Al preguntarle quién fue el más difícil de fotografiar, el más vanidoso o el más sonriente, sólo se ríe y no menciona nombres. Pero sí afirma que aquellos más familiarizados con foros y escenarios resultaron los más fáciles de retratar. “Por ejemplo, con gente de teatro no batallé, pero pintores y escritores de repente no sabían qué hacer al momento de tomar la foto; ellos eran más tímidos”.

En 2020, Alondra García recibió el primer lugar del concurso de fotografía Nacho López, uno de los certámenes más destacados de esta disciplina organizado por el ayuntamiento de Tampico. Ganó en la categoría de serie fotográfica con la obra con una serie de nombre Madre oculta, un trabajo que elaboró junto a su madre. Consistía también en retrato; también en análogo. El tiempo y la memoria aparecen constantemente en su obra.

“Me interesa el registro del tiempo así como las marcas del tiempo en las personas; me gusta mucho el retrato y las emociones de las personas”.

De la serie Madre Oculta (2020), de Alondra García.

Los rollos olvidados
Alondra se mantiene muy activa en Instagram, red social donde comparte con regularidad muestras de su trabajo personal. Durante el año pasado, además del Puerto Fotográfico, realizó una serie de entrevistas a fotógrafas como Yolanda Andrade, Yvonne Venegas o Andrea Murcia, por mencionar algunas de las casi treinta conversaciones reunidas. “Pude hablar con gente que nunca me hubiera imaginado; creo que de algo valió estar tanto tiempo encerrados en casa”.

En diciembre del año pasado llegó el primer contacto con Kodak, la legendaria empresa que desde hace un tiempo promueve con empeño el regreso hacia el proceso químico y el uso de carretes entre fotógrafos.

“En diciembre me contactaron de Kodak; son gente muy amable. Me escribieron un día porque querían publicar una de mis fotos en su cuenta de Instagram. Y a partir de ahí han compartido fotos mías en su cuenta”.

Durante este intercambio de mensajes con los encargados de redes sociales del emporio fotográfico, García les contó de Puerto Fotográfico y se mostraron interesados. A inicios de abril de este año salió una publicación donde se resume brevemente en qué consistió su proyecto, además de que se identifica a cada uno de los artistas y la disciplina a la que se dedican.
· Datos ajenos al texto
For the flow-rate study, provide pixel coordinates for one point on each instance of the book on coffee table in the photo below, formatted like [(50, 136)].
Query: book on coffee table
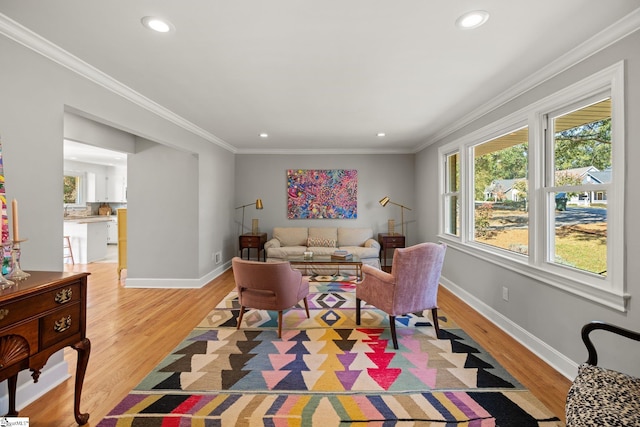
[(341, 255)]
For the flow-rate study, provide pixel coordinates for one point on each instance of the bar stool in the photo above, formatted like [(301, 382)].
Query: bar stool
[(67, 245)]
“Me tiene muy sorprendida de que se hayan fijado en mi trabajo, es una oportunidad muy grande. Se siente bonito”.

De momento Alondra García está concentrada en sus clases y talleres, adaptándose a la enseñanza a distancia. Pero también, partir de que se difundió el que ella revela película fotográfica, han sido constantes las consultas que le hacen para rescatar carretes que habían sido arrumbados en el cajón de la obsolescencia tecnológica.

“Han venido a buscarme. Llegan con bolsas con cinco, seis rollos, me dicen: ahí lo que se pueda rescatar… Y bueno, les estoy ayudando, tengo pendientes como casi cien rollos; tal vez ahí se pueda desarrollar otro proyecto, rescatar estas fotos de la comunidad”.

Cámara y rollos del Puerto Fotográfico.